А на губах все еще привкус яблок и ветра.
========== 23. Тони/Питер ==========
Он не скучает по пацану, даже не вспоминает его. Нет, ну серьезно, с какого бы перепуга?
У них разборки с Таносом в самом разгаре и очередное спасение Вселенной. У них расклеившийся бог из Асгарда, что даже кружки пивные бить перестал. У них нытик в синем трико, что даже старше дедушки Старка. У них бесячая баба не вылезает из тира, и если ее Леголас в ближайшие дни не вернется, забив на вендетту и тупое противостояние с Якудза, в чьих-то супергеройских костюмах прибавится дырок.
У них половина Вселенной стала чертовым удобрением в зимнему саду для титана. У них каждый вдох по секундам расписан, а про сон ни один из них и не вспомнил.
Так какого же черта Тони Старк должен скучать?
По мальчишке, что доверчиво цеплялся пальцами за рукав или полу его пиджака. Тянул на себя и взахлеб тараторил. Про новую стрелялку: “Мистер Старк, последняя мода, вы видели на YouTube? Когда бы успели, сейчас я вам все расскажу…” Про новый проект, в котором “нет, вы представьте, Нед, он реально ведь гений. Почти такой же, как вы. Ему учиться еще, конечно…” Про новую девчонку в их школе, за которой все парни немедленно выстроились в ряд и, как на привязи, стали таскаться. “Нет, вы бы видели, Тони, смешно. Она как тот крысолов из легенды, только без дудки, а они все строем или стадом?— за ней, разве что слюни не капают на пол. Придурки. А она почему-то на химии села со мной…” И хитрый-хитрый, быстрый взгляд наискось.

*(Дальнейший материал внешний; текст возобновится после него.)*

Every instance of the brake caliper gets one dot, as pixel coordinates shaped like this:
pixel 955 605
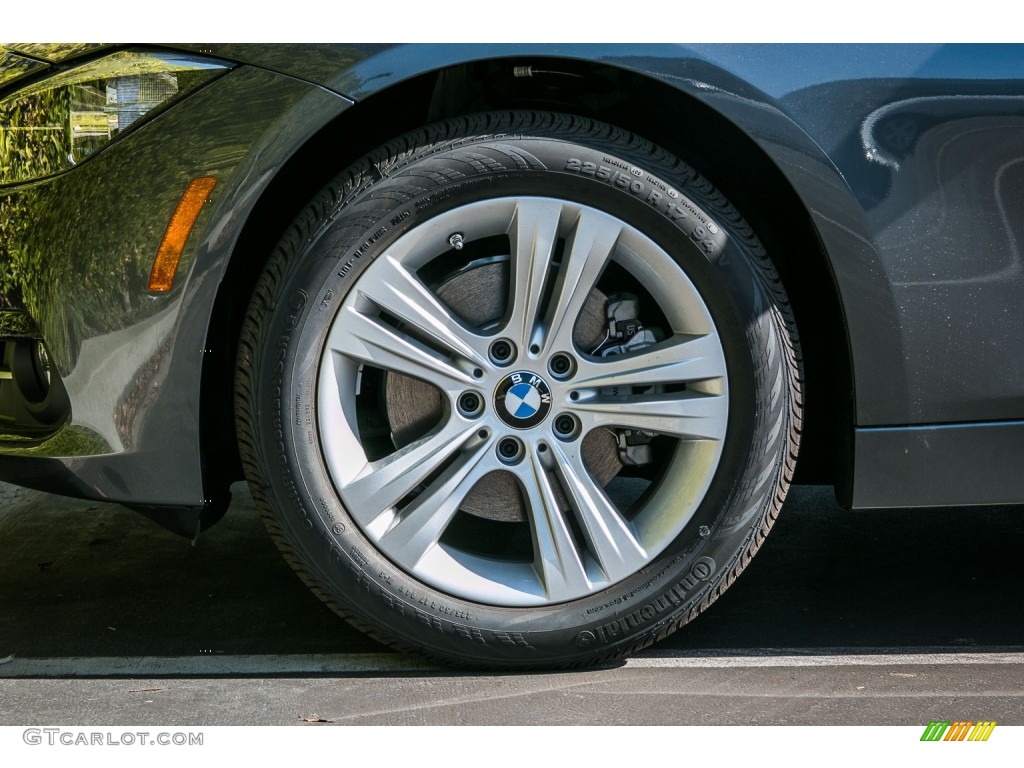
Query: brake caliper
pixel 627 334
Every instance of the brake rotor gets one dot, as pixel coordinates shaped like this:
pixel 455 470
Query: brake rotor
pixel 478 295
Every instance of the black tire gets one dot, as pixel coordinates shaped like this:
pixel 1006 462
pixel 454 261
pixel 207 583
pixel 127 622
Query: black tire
pixel 290 443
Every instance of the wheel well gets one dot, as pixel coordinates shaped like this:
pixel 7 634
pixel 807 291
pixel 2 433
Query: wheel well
pixel 654 111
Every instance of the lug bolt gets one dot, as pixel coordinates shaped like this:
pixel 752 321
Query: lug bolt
pixel 561 366
pixel 502 352
pixel 470 404
pixel 510 451
pixel 566 427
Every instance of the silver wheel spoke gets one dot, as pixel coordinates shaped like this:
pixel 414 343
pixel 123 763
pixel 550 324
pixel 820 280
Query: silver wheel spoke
pixel 611 539
pixel 422 523
pixel 679 359
pixel 587 253
pixel 418 505
pixel 532 235
pixel 367 339
pixel 556 559
pixel 392 287
pixel 383 483
pixel 686 415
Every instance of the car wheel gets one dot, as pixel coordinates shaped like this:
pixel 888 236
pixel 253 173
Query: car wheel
pixel 519 389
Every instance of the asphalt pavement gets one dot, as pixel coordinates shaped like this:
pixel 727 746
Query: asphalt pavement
pixel 882 617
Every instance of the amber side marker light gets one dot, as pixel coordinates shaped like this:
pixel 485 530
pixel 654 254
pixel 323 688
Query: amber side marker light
pixel 178 229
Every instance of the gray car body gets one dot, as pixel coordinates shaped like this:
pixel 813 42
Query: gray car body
pixel 889 180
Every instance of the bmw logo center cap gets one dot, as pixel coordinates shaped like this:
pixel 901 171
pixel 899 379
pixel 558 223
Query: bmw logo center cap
pixel 522 399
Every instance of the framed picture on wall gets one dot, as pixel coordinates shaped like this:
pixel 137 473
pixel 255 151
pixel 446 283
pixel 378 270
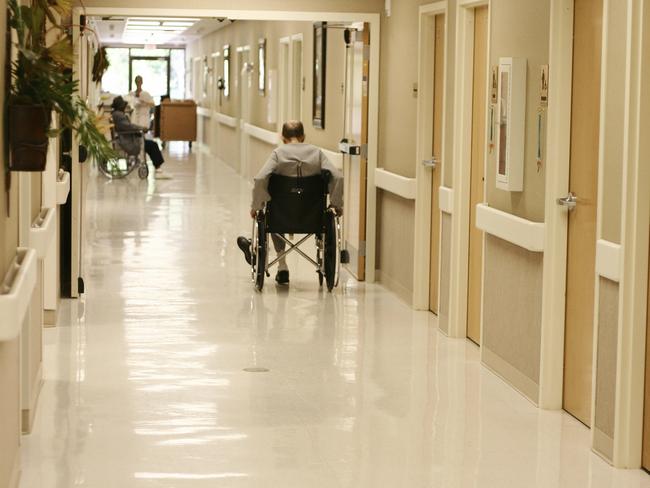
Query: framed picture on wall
pixel 320 57
pixel 261 63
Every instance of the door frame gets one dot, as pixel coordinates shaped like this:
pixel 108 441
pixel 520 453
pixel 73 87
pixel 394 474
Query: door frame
pixel 463 162
pixel 243 95
pixel 374 21
pixel 424 137
pixel 635 226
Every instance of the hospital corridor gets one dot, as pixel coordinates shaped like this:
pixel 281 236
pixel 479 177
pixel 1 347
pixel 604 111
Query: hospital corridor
pixel 325 243
pixel 148 382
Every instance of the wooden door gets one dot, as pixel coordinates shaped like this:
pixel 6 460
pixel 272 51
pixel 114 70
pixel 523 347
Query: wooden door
pixel 583 182
pixel 479 106
pixel 438 92
pixel 356 167
pixel 645 461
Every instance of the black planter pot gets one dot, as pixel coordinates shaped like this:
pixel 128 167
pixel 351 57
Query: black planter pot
pixel 28 126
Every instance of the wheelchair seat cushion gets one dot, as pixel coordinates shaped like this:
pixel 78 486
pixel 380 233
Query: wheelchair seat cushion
pixel 297 204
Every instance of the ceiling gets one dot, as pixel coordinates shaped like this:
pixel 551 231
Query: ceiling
pixel 144 30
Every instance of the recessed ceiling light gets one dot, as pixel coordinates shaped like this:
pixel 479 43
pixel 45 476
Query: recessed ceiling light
pixel 167 19
pixel 143 22
pixel 178 24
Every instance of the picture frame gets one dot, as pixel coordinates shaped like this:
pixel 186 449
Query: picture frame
pixel 261 63
pixel 319 74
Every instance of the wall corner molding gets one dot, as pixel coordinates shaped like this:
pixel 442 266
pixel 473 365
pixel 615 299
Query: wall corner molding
pixel 516 230
pixel 204 112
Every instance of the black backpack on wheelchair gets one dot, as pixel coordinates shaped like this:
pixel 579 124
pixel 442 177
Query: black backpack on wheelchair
pixel 298 205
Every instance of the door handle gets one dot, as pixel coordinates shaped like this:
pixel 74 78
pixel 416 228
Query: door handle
pixel 430 163
pixel 570 201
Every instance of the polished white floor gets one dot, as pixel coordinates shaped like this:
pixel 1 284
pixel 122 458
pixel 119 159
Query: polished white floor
pixel 145 383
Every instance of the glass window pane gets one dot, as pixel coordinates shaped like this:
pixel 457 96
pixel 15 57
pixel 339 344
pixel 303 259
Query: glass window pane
pixel 152 53
pixel 177 81
pixel 116 78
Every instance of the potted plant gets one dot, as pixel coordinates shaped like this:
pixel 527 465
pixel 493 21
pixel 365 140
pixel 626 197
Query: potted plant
pixel 42 83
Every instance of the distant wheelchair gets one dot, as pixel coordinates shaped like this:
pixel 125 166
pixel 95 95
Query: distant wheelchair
pixel 298 205
pixel 127 161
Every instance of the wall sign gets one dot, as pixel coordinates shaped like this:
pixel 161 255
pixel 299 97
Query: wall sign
pixel 319 69
pixel 261 63
pixel 511 113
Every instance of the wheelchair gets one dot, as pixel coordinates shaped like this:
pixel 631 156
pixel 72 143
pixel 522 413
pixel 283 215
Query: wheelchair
pixel 298 205
pixel 126 162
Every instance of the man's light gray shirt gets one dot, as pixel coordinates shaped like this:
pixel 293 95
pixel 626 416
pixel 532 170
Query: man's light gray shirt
pixel 285 159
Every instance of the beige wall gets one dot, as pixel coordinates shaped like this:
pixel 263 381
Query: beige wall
pixel 520 28
pixel 9 352
pixel 612 123
pixel 395 243
pixel 248 33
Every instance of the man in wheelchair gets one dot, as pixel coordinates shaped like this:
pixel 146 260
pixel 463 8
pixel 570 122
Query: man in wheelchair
pixel 130 137
pixel 304 164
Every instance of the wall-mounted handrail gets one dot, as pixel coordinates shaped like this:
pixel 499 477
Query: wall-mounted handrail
pixel 62 187
pixel 516 230
pixel 226 120
pixel 16 293
pixel 397 184
pixel 265 135
pixel 42 232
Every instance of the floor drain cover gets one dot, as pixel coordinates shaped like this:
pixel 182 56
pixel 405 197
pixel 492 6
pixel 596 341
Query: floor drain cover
pixel 256 369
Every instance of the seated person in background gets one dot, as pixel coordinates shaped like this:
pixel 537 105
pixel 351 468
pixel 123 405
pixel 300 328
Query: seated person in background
pixel 143 103
pixel 131 142
pixel 284 160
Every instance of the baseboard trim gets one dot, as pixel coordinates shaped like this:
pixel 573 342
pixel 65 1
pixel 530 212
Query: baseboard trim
pixel 603 445
pixel 395 287
pixel 14 479
pixel 50 318
pixel 508 373
pixel 29 414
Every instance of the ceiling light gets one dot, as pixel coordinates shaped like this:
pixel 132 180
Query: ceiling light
pixel 166 19
pixel 154 28
pixel 143 22
pixel 178 24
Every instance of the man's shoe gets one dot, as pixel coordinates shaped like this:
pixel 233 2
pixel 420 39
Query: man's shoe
pixel 245 246
pixel 282 278
pixel 160 174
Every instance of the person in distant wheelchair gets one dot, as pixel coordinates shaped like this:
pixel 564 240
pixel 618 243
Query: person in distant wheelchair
pixel 130 136
pixel 293 158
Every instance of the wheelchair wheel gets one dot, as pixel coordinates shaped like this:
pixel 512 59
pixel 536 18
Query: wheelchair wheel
pixel 116 168
pixel 331 252
pixel 143 171
pixel 259 251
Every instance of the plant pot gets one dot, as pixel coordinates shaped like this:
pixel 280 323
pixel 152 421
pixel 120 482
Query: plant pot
pixel 28 127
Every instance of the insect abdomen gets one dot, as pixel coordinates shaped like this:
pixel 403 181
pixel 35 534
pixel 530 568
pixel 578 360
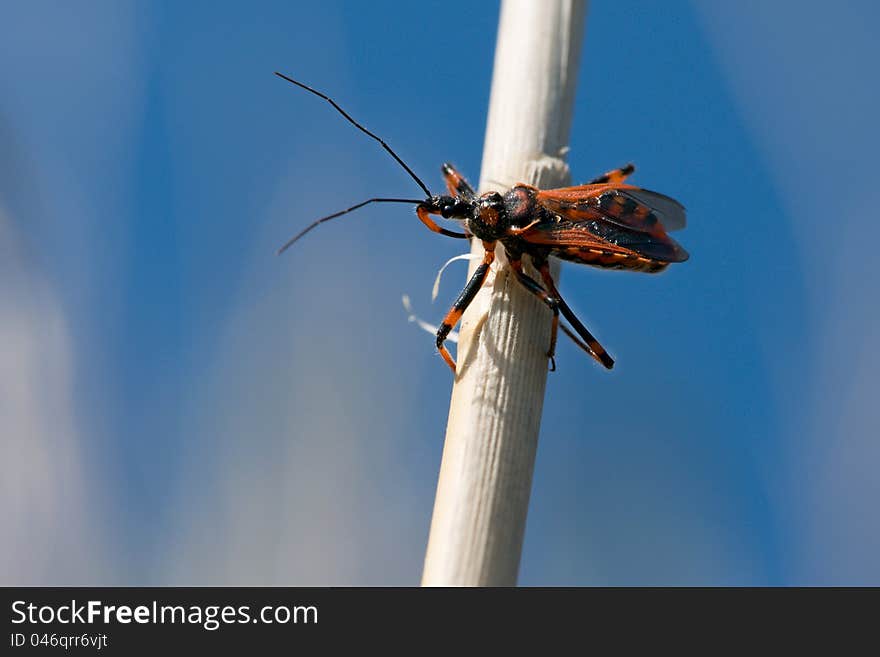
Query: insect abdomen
pixel 606 259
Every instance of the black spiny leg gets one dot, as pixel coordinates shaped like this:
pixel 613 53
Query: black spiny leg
pixel 535 288
pixel 423 215
pixel 596 350
pixel 464 300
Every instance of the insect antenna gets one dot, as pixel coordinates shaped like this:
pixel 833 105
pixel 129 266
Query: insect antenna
pixel 317 222
pixel 361 128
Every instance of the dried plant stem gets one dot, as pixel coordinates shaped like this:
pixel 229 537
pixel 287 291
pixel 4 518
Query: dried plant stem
pixel 486 474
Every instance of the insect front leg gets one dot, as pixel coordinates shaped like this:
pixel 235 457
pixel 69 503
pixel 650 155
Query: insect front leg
pixel 596 350
pixel 614 176
pixel 535 288
pixel 425 218
pixel 456 184
pixel 464 300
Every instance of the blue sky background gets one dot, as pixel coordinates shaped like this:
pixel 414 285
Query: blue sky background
pixel 179 406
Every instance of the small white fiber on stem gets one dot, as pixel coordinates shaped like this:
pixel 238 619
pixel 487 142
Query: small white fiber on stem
pixel 492 435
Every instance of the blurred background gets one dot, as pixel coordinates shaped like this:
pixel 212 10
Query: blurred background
pixel 180 406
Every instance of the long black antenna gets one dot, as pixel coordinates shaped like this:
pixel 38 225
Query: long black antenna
pixel 293 239
pixel 359 127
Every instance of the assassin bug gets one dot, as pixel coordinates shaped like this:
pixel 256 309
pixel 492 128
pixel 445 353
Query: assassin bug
pixel 604 223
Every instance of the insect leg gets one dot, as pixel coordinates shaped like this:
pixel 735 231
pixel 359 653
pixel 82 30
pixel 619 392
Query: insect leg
pixel 615 175
pixel 464 300
pixel 597 351
pixel 535 288
pixel 425 218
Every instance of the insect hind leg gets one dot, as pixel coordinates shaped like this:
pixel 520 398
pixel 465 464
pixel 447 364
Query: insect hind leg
pixel 596 350
pixel 552 302
pixel 614 176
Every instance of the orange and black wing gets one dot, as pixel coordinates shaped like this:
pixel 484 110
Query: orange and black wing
pixel 619 219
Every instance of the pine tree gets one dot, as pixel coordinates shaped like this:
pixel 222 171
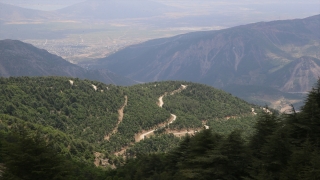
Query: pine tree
pixel 28 156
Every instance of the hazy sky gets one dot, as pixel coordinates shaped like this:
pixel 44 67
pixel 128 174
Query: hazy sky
pixel 280 4
pixel 264 10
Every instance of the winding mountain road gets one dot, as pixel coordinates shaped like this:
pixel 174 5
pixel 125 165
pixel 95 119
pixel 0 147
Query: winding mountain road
pixel 120 117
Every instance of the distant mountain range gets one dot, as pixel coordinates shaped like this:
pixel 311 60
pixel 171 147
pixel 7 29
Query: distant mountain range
pixel 15 13
pixel 88 10
pixel 114 9
pixel 283 55
pixel 21 59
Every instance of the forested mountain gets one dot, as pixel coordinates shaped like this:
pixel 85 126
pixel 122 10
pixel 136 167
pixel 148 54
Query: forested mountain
pixel 89 121
pixel 282 147
pixel 283 55
pixel 22 59
pixel 15 13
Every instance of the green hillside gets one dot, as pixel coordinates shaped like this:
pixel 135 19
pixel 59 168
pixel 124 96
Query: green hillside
pixel 281 147
pixel 89 121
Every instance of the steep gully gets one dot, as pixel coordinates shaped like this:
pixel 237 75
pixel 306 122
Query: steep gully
pixel 120 117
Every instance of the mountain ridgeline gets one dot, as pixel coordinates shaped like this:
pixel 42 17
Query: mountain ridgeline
pixel 282 54
pixel 281 147
pixel 22 59
pixel 92 121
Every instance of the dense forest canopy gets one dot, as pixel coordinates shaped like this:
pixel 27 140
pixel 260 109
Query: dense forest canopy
pixel 82 117
pixel 284 146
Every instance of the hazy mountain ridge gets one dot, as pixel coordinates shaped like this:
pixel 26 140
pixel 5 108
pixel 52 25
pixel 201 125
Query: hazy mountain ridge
pixel 21 59
pixel 15 13
pixel 246 54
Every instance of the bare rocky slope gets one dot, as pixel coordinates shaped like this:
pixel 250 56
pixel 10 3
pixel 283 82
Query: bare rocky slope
pixel 21 59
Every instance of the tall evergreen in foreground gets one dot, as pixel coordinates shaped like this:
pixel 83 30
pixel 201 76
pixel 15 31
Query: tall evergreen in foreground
pixel 283 147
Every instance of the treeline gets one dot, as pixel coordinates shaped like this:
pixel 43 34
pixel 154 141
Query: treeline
pixel 27 155
pixel 282 148
pixel 87 111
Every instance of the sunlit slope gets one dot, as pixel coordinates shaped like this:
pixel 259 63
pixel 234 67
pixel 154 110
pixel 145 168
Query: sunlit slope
pixel 22 59
pixel 246 55
pixel 110 118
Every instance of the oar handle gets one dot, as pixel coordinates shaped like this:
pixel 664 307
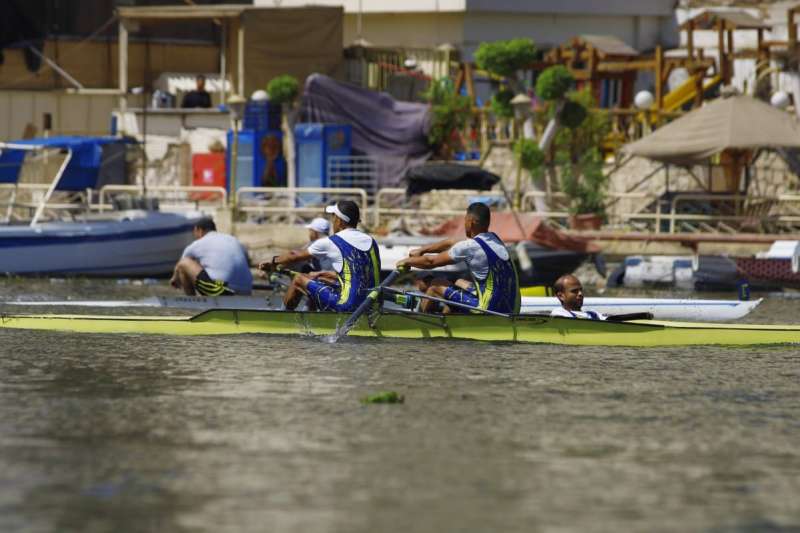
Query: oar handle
pixel 371 297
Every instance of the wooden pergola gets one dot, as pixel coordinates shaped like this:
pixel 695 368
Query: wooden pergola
pixel 229 17
pixel 725 23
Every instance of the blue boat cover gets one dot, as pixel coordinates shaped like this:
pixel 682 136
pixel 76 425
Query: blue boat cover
pixel 81 172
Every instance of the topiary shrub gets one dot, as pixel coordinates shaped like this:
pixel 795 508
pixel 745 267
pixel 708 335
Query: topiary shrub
pixel 505 58
pixel 530 157
pixel 283 89
pixel 501 103
pixel 572 114
pixel 449 112
pixel 554 82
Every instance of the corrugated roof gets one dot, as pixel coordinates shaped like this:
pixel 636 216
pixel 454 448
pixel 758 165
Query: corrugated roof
pixel 182 12
pixel 732 20
pixel 609 45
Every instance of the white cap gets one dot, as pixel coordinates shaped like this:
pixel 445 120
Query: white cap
pixel 320 225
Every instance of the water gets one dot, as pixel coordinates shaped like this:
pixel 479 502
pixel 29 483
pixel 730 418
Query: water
pixel 265 433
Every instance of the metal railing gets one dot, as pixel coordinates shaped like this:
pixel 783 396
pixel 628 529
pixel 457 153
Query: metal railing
pixel 361 172
pixel 295 202
pixel 640 211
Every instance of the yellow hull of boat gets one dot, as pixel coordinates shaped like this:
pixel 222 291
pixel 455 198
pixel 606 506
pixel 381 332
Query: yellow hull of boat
pixel 401 325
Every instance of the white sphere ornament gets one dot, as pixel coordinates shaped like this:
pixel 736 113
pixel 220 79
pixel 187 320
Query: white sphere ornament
pixel 259 96
pixel 780 100
pixel 643 100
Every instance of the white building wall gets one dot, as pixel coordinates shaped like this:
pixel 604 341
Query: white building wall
pixel 641 32
pixel 71 114
pixel 409 30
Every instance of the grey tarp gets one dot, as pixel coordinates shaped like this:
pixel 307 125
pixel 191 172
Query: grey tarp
pixel 395 132
pixel 736 122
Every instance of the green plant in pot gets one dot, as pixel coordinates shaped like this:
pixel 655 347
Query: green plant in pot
pixel 577 159
pixel 449 114
pixel 284 90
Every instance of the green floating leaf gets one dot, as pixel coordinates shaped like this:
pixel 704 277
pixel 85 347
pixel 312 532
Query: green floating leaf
pixel 384 397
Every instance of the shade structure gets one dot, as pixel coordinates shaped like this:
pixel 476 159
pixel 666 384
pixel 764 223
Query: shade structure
pixel 733 123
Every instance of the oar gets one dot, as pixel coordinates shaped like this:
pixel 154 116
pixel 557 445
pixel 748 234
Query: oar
pixel 448 302
pixel 365 305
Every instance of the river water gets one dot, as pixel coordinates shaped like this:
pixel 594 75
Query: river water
pixel 267 433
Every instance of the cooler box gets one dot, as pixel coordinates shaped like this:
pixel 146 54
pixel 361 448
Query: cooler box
pixel 262 115
pixel 315 143
pixel 208 170
pixel 260 161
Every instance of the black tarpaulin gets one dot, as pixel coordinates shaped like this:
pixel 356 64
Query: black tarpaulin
pixel 424 178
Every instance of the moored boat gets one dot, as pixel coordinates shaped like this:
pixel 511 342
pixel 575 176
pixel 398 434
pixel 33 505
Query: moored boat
pixel 411 325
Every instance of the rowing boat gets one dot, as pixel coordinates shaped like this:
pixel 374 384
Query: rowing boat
pixel 660 308
pixel 413 325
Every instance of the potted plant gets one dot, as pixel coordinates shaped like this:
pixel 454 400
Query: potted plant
pixel 577 159
pixel 284 90
pixel 449 114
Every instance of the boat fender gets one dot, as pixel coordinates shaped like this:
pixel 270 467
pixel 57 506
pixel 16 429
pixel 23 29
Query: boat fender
pixel 630 316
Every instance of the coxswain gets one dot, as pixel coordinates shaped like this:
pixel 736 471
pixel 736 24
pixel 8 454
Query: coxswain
pixel 569 292
pixel 215 264
pixel 353 256
pixel 494 285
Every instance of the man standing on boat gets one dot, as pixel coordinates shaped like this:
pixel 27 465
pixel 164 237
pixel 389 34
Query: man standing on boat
pixel 353 256
pixel 494 284
pixel 569 292
pixel 215 264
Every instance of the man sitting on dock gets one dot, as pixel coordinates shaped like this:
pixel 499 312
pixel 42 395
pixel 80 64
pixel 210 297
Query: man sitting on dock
pixel 215 264
pixel 353 256
pixel 494 284
pixel 569 292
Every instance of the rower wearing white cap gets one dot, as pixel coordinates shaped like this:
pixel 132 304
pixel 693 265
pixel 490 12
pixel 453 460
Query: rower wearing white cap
pixel 319 228
pixel 353 255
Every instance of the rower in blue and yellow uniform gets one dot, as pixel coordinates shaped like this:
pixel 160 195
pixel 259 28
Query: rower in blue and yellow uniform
pixel 494 285
pixel 353 255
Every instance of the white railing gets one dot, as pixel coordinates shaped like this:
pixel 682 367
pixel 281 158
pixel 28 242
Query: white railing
pixel 295 202
pixel 170 197
pixel 34 193
pixel 638 211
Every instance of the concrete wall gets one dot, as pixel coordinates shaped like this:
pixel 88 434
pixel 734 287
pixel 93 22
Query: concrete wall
pixel 95 64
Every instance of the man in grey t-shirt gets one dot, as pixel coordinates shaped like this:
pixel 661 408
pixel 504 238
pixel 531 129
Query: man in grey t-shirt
pixel 494 284
pixel 215 264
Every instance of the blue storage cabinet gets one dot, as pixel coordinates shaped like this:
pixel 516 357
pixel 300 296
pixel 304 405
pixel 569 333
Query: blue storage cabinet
pixel 253 159
pixel 314 144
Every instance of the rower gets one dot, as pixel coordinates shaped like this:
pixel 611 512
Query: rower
pixel 319 228
pixel 215 264
pixel 494 284
pixel 353 255
pixel 569 292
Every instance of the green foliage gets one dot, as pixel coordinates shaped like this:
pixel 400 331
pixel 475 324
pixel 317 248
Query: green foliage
pixel 501 103
pixel 576 154
pixel 283 89
pixel 449 111
pixel 530 157
pixel 572 114
pixel 554 82
pixel 505 58
pixel 583 181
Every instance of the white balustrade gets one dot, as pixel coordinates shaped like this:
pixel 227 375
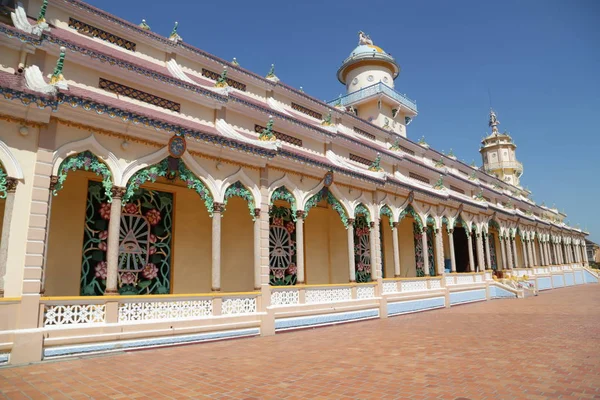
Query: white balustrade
pixel 365 292
pixel 74 314
pixel 164 310
pixel 328 295
pixel 238 305
pixel 390 287
pixel 285 297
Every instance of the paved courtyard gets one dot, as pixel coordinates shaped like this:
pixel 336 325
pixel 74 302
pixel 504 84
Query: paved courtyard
pixel 542 347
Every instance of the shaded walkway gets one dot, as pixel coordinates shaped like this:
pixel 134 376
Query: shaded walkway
pixel 540 347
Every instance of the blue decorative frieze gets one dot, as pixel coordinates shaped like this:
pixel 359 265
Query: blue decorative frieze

Ох, Питер. Такой еще сущий ребенок.
Тони — взрослый мужик. Ему все эти сказки и сопли по боку. Тони сейчас, может, даже дышится легче. Хотя, конечно, жаль пацана. Но в той же лодке — гребаная половина Вселенной, так почему? Почему он д о л ж е н скучать по тому, кто раньше не давал ни прохода, ни жизни?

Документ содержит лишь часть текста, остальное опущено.